As the year winds down from a sustainability and service learning standpoint we it gives a chance for respite - though there is still much happening - to recognize that the statement "less is more" is sometimes fitting at ISKL. In the past couple weeks a number of small activities and events have taken shape and are shared below:

  • Grade 2 conducted some research on water use during tooth brushing by measuring water running continuously and only for rinsing. They found that by keeping the tap off until rinsing saved, on average, 85% of water!
  • Grade 5 did some research of their own, focusing on ISKL's environmental indictor data (found here). Their responses revealed in-depth analysis of our school's energy, water, waste and air miles usage.
  • A HS EAL asked the Sustainability Coordinator to come in and discussed a possible solar lap top charging station, its logistics, funding, etc. They will soon be writing a proposal for next year's Annual Fund. 
  • The MS has just added a Grade 6 elective on Service Learning, which will be offered for the 2014-15 academic year. 
  • A small group of grade 4 students decided to focus on hunger and reforestation, combining the two in a food drive and sapling/plant give away. The food goes to a local soup kitchen while saplings and plants are planted in our gardens and terraces!
  • The Interactive Garden at Melawati is receiving lots of little visitors! During breaks students are seen there engaged in the sand pit, the tic-tac-toe area and looking at the flowers that are now in full bloom. 
  • The HS Environmental Science class conducted water testing at several spots on the Ampang campus. 
  • PJCC has undertaken planting of carrot, tomato and watermellon in the past few weeks. Largely the little sprouts are growing very well and we intend to transplant the watermellon into the Prep garden beds next week!
There are many more of these little snippets one could share, but often they take place inside classroom or in short walks into gardens. They are, as they should be, authentic moments of learning away from the limelight and off the scripts of articles. They are where learning really takes place: In the minds of children (and adults).

Saturday, May 3, 2014

What Sets ESD Apart?

Earth Week came and went with the requisite discussions, keynote speakers, outings to green areas, expeditions in the wild, earth hours and water savings. There were conversations aplenty and there was a positive buzz, particularly at Melawati. Behind the scenes there were similar conversations concerning things like our Education for Sustainable Development (ESD) standards and benchmarks review. 

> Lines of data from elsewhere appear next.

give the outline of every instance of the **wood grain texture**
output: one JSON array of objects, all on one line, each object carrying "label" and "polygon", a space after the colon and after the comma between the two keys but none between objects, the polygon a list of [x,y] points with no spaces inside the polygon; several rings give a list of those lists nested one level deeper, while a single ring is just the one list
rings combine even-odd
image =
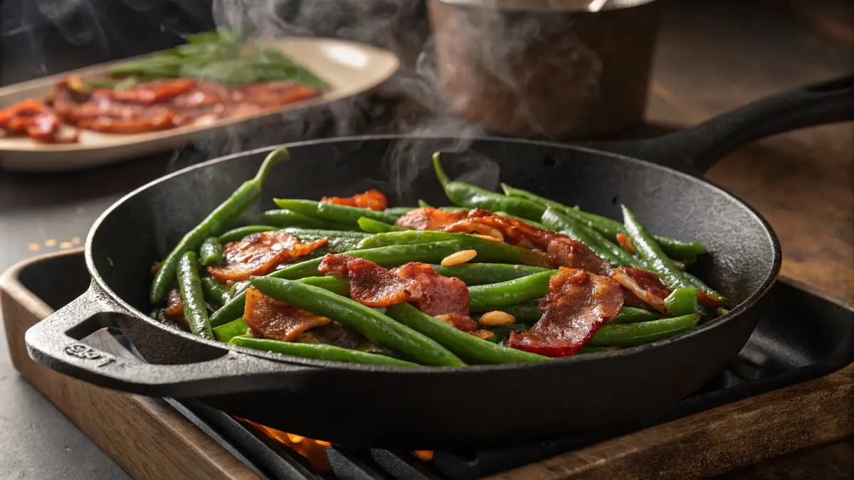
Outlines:
[{"label": "wood grain texture", "polygon": [[[829,40],[787,9],[730,0],[669,5],[653,71],[651,122],[694,125],[854,70],[854,49]],[[854,124],[757,142],[722,159],[706,178],[770,222],[783,250],[783,277],[854,300]]]},{"label": "wood grain texture", "polygon": [[489,478],[705,478],[854,433],[854,366]]},{"label": "wood grain texture", "polygon": [[132,477],[140,480],[258,478],[162,400],[96,387],[34,363],[26,353],[24,333],[52,311],[18,284],[15,277],[13,269],[0,278],[0,306],[13,364]]}]

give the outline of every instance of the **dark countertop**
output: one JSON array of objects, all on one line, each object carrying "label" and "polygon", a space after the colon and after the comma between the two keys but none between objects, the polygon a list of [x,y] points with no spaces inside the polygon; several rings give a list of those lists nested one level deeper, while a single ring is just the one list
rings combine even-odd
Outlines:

When ISKL created the ESD standards and benchmarks in 2010 they were based around eight UNESCO themes (e.g. water). Over the years these themes have become 11 and we hove found that ISKL would benefit from more "conceptual" ESD standards. 

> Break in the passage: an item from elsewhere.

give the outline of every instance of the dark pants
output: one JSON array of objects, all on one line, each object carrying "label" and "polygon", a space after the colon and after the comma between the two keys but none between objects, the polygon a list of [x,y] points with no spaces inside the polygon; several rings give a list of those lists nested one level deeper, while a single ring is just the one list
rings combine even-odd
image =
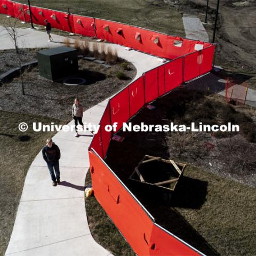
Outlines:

A review of current departmental standards indicated that though many of departmental standards are excellent at a departmental level and sometimes include sustainability-related topics (e.g. gender equity, ecology) they lack the breadth that characterises ESD. 

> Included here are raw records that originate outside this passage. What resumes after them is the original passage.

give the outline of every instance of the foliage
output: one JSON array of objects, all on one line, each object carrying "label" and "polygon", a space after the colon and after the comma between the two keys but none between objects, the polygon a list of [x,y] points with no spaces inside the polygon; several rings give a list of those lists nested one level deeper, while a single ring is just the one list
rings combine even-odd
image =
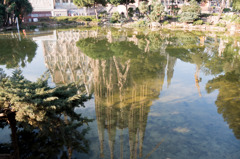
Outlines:
[{"label": "foliage", "polygon": [[97,5],[105,6],[107,4],[106,0],[73,0],[73,3],[78,7],[93,7],[95,9],[95,16],[98,19],[98,12],[96,9]]},{"label": "foliage", "polygon": [[147,14],[147,12],[148,12],[148,3],[146,1],[141,1],[140,2],[139,11],[142,14]]},{"label": "foliage", "polygon": [[240,1],[239,0],[233,0],[233,9],[239,11],[240,10]]},{"label": "foliage", "polygon": [[61,16],[61,17],[51,17],[52,20],[60,22],[60,23],[72,23],[72,22],[90,22],[90,21],[98,21],[95,16],[74,16],[74,17],[68,17],[68,16]]},{"label": "foliage", "polygon": [[224,23],[217,23],[216,26],[219,26],[219,27],[225,27],[226,24],[224,24]]},{"label": "foliage", "polygon": [[77,128],[92,120],[76,113],[75,108],[84,106],[89,96],[83,86],[69,84],[51,88],[47,80],[45,75],[31,82],[20,70],[15,70],[11,77],[0,81],[1,105],[15,114],[14,119],[7,116],[8,123],[11,125],[16,120],[16,127],[20,128],[11,126],[12,136],[18,136],[17,146],[21,145],[21,158],[54,158],[65,148],[86,153],[88,141],[84,136],[88,128],[81,131]]},{"label": "foliage", "polygon": [[105,39],[81,39],[77,42],[77,46],[93,59],[106,59],[113,55],[113,52],[110,50],[110,44]]},{"label": "foliage", "polygon": [[182,10],[180,13],[180,22],[193,22],[194,20],[198,19],[201,13],[201,8],[199,4],[192,0],[190,5],[183,5]]},{"label": "foliage", "polygon": [[134,0],[109,0],[109,3],[112,5],[128,5],[129,3],[134,3]]},{"label": "foliage", "polygon": [[112,14],[111,19],[110,19],[110,22],[111,23],[118,23],[118,22],[120,22],[120,19],[121,19],[121,15],[118,12],[114,12]]},{"label": "foliage", "polygon": [[225,15],[223,19],[232,23],[240,24],[240,17],[237,14]]},{"label": "foliage", "polygon": [[152,11],[151,11],[151,14],[149,16],[151,21],[158,22],[164,16],[165,16],[164,6],[162,5],[162,3],[158,2],[158,1],[155,1],[152,4]]},{"label": "foliage", "polygon": [[4,24],[5,14],[5,6],[0,4],[0,27]]},{"label": "foliage", "polygon": [[169,24],[169,21],[164,21],[163,22],[163,25],[168,25]]},{"label": "foliage", "polygon": [[32,5],[28,0],[0,1],[0,26],[1,23],[5,26],[14,24],[16,18],[19,19],[21,24],[23,17],[32,13],[32,11]]},{"label": "foliage", "polygon": [[24,67],[36,55],[37,44],[23,38],[21,41],[10,37],[0,38],[0,64],[7,68]]},{"label": "foliage", "polygon": [[107,4],[106,0],[73,0],[73,3],[78,7],[92,7],[96,4],[101,4],[105,6]]},{"label": "foliage", "polygon": [[197,20],[193,22],[193,25],[202,25],[203,24],[203,20]]},{"label": "foliage", "polygon": [[133,8],[128,8],[128,16],[133,17],[134,14],[134,9]]},{"label": "foliage", "polygon": [[226,13],[226,12],[231,12],[231,9],[230,9],[230,8],[224,8],[224,9],[223,9],[223,12],[225,12],[225,13]]},{"label": "foliage", "polygon": [[133,24],[134,27],[145,27],[148,25],[148,22],[143,19],[139,19],[137,22]]}]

ESD standards stand out from departmental standards in four distinct ways (either one or more can apply to a standard or benchmark):
  1. They foster a sense of connection/belonging to the natural world. 
  2. They focus on the interconnectedness of the different dimensions of sustainable development. 
  3. They emphasise systems thinking. 
  4. They emphasise inventing and affecting the future.
Certainly asking students to develop the knowledge and skills with regard to the items above is a tall order. It implies students ready to analyse and solve the world's issues. It implies an understanding of one thing affecting the other and an ability to project into the future. It implies active citizenship in a global world. It further assumes that, in order to perform these skills, students need to be adept at creative thinking, constructive collaboration, effective communication, living ethically and reasoning critically.  

Of course these are essentially the building blocks of success, both for individuals and for a collectively engaged world citizenry And all these, together, give us the tools to move in the direction we strive for: A sustainable future and, as we move toward it, an increasingly sustainable present.